Sex and the single woman

Women living with their male partners are more likely to give birth to boys than are single women. The “marriage effect” (strictly speaking cohabiting effect) is small (51.5% boys in the cohabiting group versus 49.9% in the single group) but statistically significant. The marriage effect combined with an increase in the number of single mothers may be large enough to explain the decline in male births observed in many developed countries.

The cads versus dads theory had predicted the opposite result. Cads should have more sons than dads because big cads, by their very nature, have good male genes that are ideally passed on to little cads.

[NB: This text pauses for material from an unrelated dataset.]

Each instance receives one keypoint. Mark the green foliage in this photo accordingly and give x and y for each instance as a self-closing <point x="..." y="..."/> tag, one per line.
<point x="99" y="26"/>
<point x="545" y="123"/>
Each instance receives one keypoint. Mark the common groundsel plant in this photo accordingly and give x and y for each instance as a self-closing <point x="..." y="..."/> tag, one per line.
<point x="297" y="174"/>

Earlier Steve noted that high status parents are more likely to have sons which makes evolutionary sense because succesful males are more likely to have children than unsuccesful ones while females are likely to have children regardless, so you want to specialize in boys when times are good and in girls when times are bad. The “marriage effect” could be an expectational consequence of the same logic. If women “know” that their male partners are unlikely to be around they know that they are more likely to have low-status in the future and thus should have girls.

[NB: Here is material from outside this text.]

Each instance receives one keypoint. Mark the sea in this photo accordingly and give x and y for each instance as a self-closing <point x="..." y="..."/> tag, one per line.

I have not read the original research but it is easy to go wrong. Since girls cause divorce (and presumably also separation) it is critical to measure cohabitation before conception in order to distinguish “cohabiting causes boys” from “girls cause separation.” The research claims to measure cohabitation before “birth/conception” but retrospective bias could easily cause mothers to say that the father left before the birth (or before the child’s sex was known).